Really wanted to write this recommendation earlier, since I got this book for Christmas, which was really a brilliant present for, haha, a new mummy. Also, I was in no way biased toward the book when I read it (ahemhem). It was the first week of January when I found some time for it (while Jason was still home helping with the baby) and I tore through it, giggling many times along the way, with some loud "a-HA!"s. Few books I've read have played so perfectly like a cinematic experience in my head, and this one stands among them. Yet the depth of the writing still went beyond comedic storytelling (astounding for a book written within a month, if I'm not mistaken). The lead character of Fanny Price is handled with a lot of love and sensitivity (even if she has a bad case of chronic stickupbutt-itis by anyone's standards), and the narrator's voice, well, that alone is worth the price of the book.
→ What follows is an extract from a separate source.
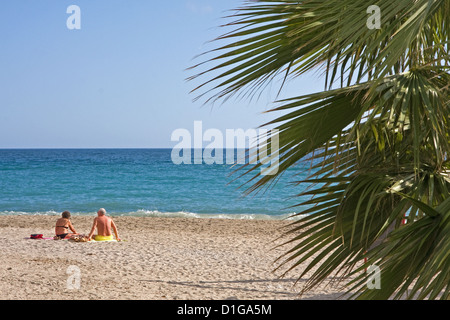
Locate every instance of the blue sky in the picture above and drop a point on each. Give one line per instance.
(119, 82)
Other monsters (mummies aren't the half of it) added juicy, unexpected dimensions to the story that surprised in just how well they fit--the end result? I wanted more stories set in this strange world, especially featuring some of the other characters!
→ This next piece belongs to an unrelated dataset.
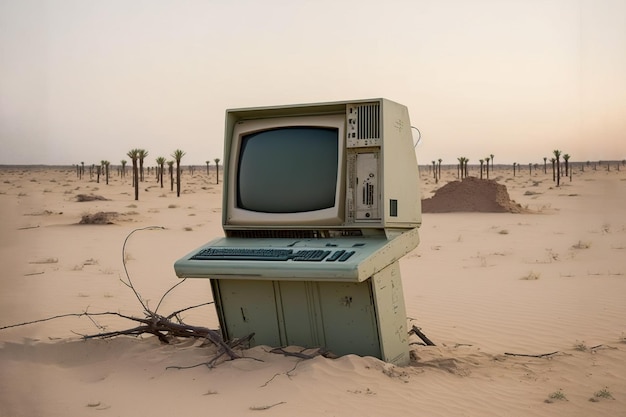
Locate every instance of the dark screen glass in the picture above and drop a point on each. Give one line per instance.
(288, 170)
Most people are likely to approach Jane Austen's work with some prior experience, positive or negative, even neutral. But I'm certain one doesn't need to be an Austen fan to enjoy MPAM. (I don't really count myself as one, since my response was indifference when I read her in my early teens. I had written her works off as pure romance, but I've seen many readers point out the satire in them. It might have gone over my head then--but not this time or in this version!) My enjoyment of MPAM was greatly magnified for having a good idea of the characters and original story, if only thanks to BBC television (or, er, YouTube). I'll confess I'm partial to screen adaptations of Austen's work--they're always guaranteed soothing entertainment; only minor disasters, and visual cotton candy galore: lovely countrysides, cute guys, quaint costumes and cleavage. What's not to love? And I'd say these adaptations are so ubiquitous as to lend readers good visuals for their own imagining when they're reading Austen. In this monsterized Python-esque take of her work, it's a rollicking mash-up of those, The Mummy movies, and Interview with A Vampire--but good.
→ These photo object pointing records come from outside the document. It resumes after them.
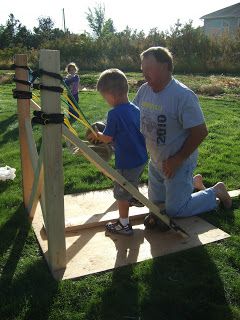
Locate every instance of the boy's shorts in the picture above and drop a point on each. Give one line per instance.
(132, 176)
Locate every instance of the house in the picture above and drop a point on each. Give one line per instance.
(226, 20)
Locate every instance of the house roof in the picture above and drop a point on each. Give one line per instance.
(228, 12)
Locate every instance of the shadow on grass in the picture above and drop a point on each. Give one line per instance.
(180, 286)
(27, 288)
(8, 135)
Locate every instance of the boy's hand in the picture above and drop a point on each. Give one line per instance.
(170, 166)
(93, 138)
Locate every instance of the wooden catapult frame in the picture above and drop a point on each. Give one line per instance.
(43, 173)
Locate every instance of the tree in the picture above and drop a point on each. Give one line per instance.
(108, 28)
(97, 22)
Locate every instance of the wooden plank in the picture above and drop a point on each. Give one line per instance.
(37, 186)
(23, 111)
(52, 162)
(34, 159)
(90, 251)
(104, 167)
(234, 193)
(96, 208)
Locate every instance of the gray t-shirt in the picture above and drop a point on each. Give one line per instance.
(166, 117)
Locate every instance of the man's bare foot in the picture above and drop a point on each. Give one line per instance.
(222, 194)
(198, 182)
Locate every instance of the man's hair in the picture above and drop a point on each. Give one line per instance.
(161, 54)
(71, 64)
(113, 81)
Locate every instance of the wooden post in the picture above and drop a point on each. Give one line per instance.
(52, 163)
(23, 110)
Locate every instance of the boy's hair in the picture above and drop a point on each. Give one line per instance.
(71, 64)
(113, 81)
(161, 54)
So anyway, Rose TylerSally Lockhart Billie Piper was in my headspace while reading this, and the only thing that would have made it better was somehow getting an anachronistic BFG into her hands ala some scifi series season finale. Deftly as this was written, I don't think even Vera could have managed that, but that image is still stuck in my head. And if you get this book and read it, I know you'll have quite the party in yours too. This book is truckloads of fun.

Last note: I have not read Pride and Prejudice and Zombies, or Sense and Sensibility and Sea Monsters, and browsing the reviews online I doubt I'll get to those--I'd suspected, and various reviews confirm, that MPAM is the best Austen mash-up among the three books to date (Northanger Abbey and Angels and Dragons is due out May 2010). If you need further convincing, know that ordering this book means you'll be supporting a small press, run by Vera Nazarian (norilana) herself, and she could use the financial support--not that this book doesn't more than stand up on its own merits! Do not eat or drink while reading this book, even if you think you're a seasoned reader. The appendices will slay you.

* Does not the first photo make Jane Austen look bad-ass? And no, I don't know where the second photo came from.

** I hope you like footnotes.

*** I hope you really like footnotes. ****

**** I'm calling this one a footsie-note, just because I can.